Antoine écoute sans répondre;—et de l'autre côté paraît:
UNE AUTRE FEMME
jeune et belle, merveilleusement.—Il la prend d'abord pour Ammonaria.
Mais elle est plus grande, blonde comme le miel, très-grasse, avec du fard sur les joues et des roses sur la tête. Sa longue robe chargée de paillettes a des miroitements métalliques; ses lèvres charnues paraissent sanguinolentes, et ses paupières un peu lourdes sont tellement noyées de langueur qu'on la dirait aveugle.
Elle murmure:
Vis donc, jouis donc! Salomon recommande la joie! Va comme ton coeur te mène et selon le désir de tes yeux!
ANTOINE
Quelle joie trouver? mon coeur est las, mes yeux sont troubles!
ELLE
reprend:
Gagne le faubourg de Racotis, pousse une porte peinte en bleu; et quand tu seras dans l'atrium où murmure un jet d'eau, une femme se présentera—en péplos de soie blanche lamé d'or, les cheveux dénoués, le rire pareil au claquement des crotales. Elle est habile. Tu goûteras dans sa caresse l'orgueil d'une initiation et l'apaisement d'un besoin.
Tu ne connais pas, non plus, le trouble des adultères, les escalades, les enlèvements, la joie de voir toute nue celle qu'on respectait habillée.
As-tu serré contre ta poitrine une vierge qui t'aimait? Te rappelles-tu les abandons de sa pudeur, et ses remords qui s'en allaient sous un flux de larmes douces!
Tu peux, n'est-ce pas, vous apercevoir marchant dans les bois sous la lumière de la lune? A la pression de vos mains jointes un frémissement vous parcourt; vos yeux rapprochés épanchent de l'un à l'autre comme des ondes immatérielles, et votre coeur s'emplit; il éclate; c'est un suave tourbillon, une ivresse débordante …
LA VIEILLE
On n'a pas besoin de posséder les joies pour en sentir l'amertume! Rien qu'à les voir de loin, le dégoût vous en prend.

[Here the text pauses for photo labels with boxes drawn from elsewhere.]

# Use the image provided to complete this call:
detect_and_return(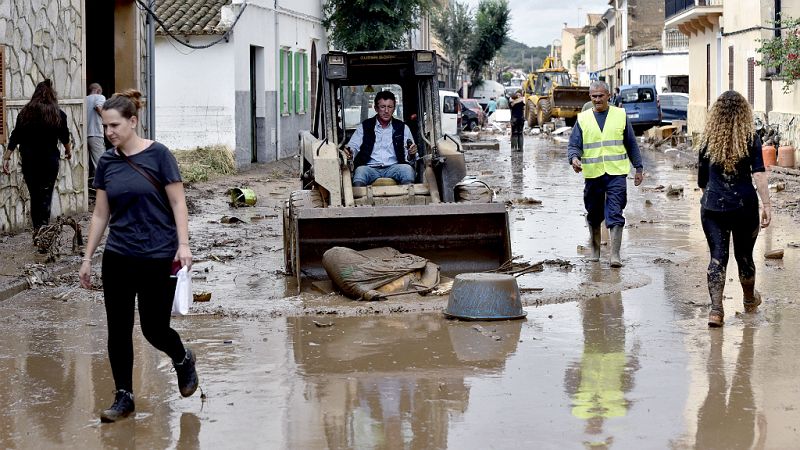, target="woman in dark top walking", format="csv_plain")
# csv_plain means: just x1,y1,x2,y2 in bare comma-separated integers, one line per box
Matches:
697,91,772,327
79,89,198,422
510,91,525,152
3,79,72,238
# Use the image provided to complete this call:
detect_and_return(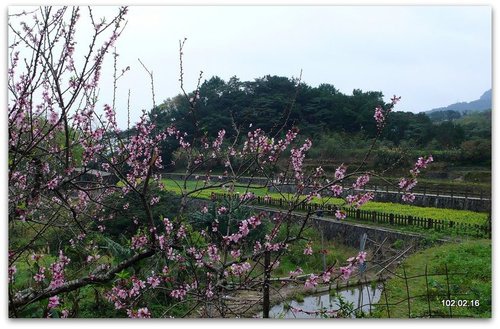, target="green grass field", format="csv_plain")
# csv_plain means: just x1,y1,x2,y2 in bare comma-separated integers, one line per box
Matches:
163,179,488,225
377,240,492,318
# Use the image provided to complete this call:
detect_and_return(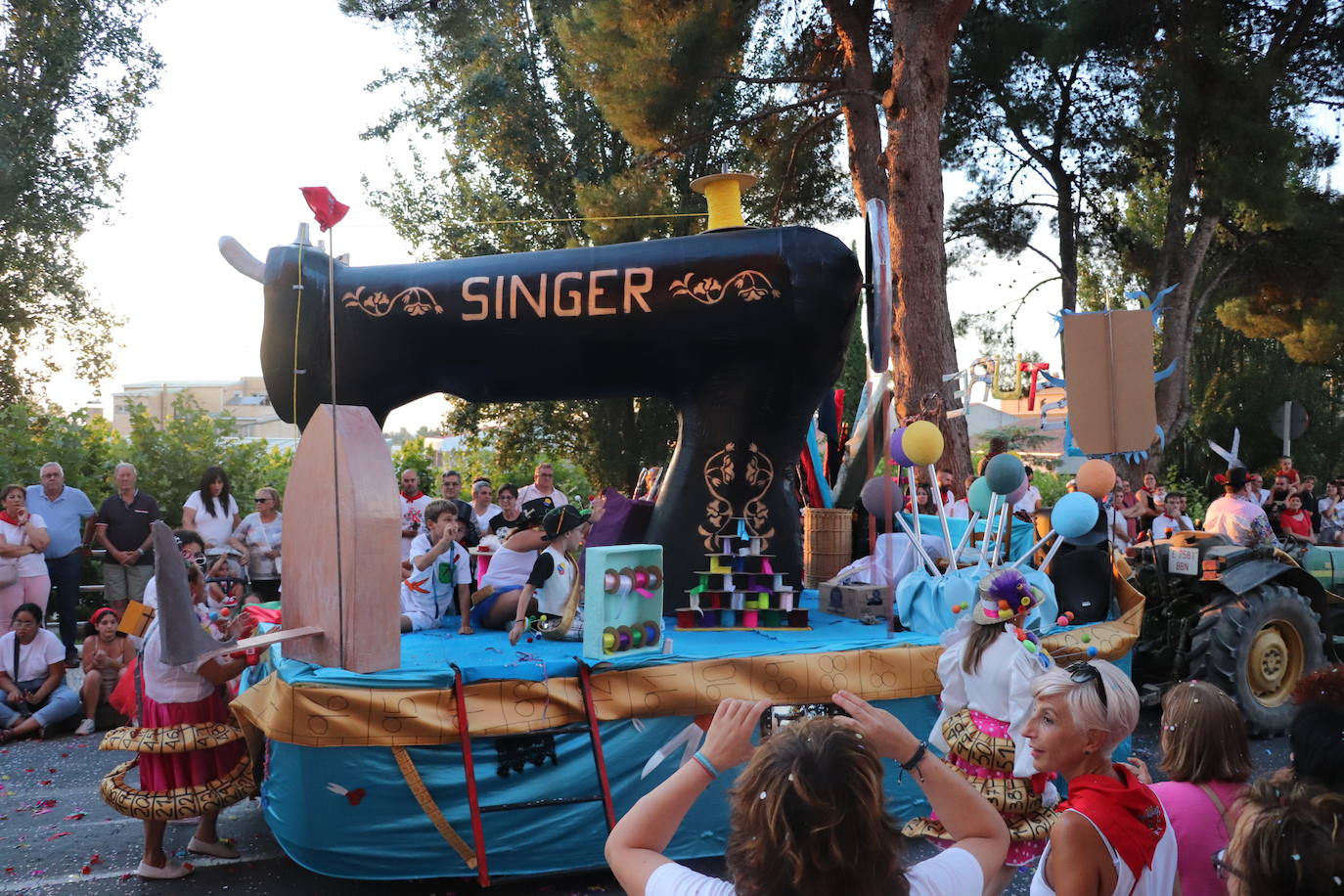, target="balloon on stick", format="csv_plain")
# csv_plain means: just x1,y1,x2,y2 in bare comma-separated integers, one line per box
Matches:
1008,492,1098,569
901,421,956,560
1074,458,1115,501
985,454,1027,496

Tu dois être fatigué par la monotonie des mêmes actions, la durée des jours, la laideur du monde, la bêtise du soleil!
ANTOINE
Oh! oui, tout ce qu'il éclaire me déplaît!
LA JEUNE
Ermite! ermite! tu trouveras des diamants entre les cailloux, des fontaines sous le sable, une délectation dans les hasards que tu méprises; et même il y a des endroits de la terre si beaux qu'on a envie de la serrer contre son coeur.
LA VIEILLE
Chaque soir, en t'endormant sur elle, tu espères que bientôt elle te recouvrira!
LA JEUNE
Cependant, tu crois à la résurrection de la chair, qui est le transport de la vie dans l'éternité!

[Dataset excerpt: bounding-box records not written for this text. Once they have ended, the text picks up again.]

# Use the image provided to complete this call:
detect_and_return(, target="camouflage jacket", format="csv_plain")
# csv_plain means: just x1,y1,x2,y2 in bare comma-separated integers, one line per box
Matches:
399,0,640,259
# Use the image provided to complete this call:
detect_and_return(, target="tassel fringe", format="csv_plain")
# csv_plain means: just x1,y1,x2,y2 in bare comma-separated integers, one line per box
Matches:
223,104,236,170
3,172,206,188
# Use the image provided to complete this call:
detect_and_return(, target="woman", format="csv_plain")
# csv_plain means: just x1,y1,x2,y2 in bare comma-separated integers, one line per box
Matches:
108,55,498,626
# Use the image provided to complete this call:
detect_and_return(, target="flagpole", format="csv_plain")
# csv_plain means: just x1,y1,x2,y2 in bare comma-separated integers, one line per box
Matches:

La Vieille, pendant qu'elle parlait, s'est encore décharnée; et au-dessus de son crâne, qui n'a plus de cheveux, une chauve-souris fait des cercles dans l'air.
La Jeune est devenue plus grasse. Sa robe chatoie, ses narines battent, ses yeux roulent moelleusement.
LA PREMIÈRE
dit, en ouvrant les bras:
Viens, je suis la consolation, le repos, l'oubli, l'éternelle sérénité!
et
LA SECONDE
en offrant ses seins:
Je suis l'endormeuse, la joie, la vie, le bonheur inépuisable!
Antoine tourne les talons pour s'enfuir. Chacune lui met la main sur l'épaule.
Le linceul s'écarte, et découvre le squelette de La Mort.
La robe se fend, et laisse voir le corps entier de La Luxure, qui a la taille mince avec la croupe énorme et de grands cheveux ondés s'envolant par le bout.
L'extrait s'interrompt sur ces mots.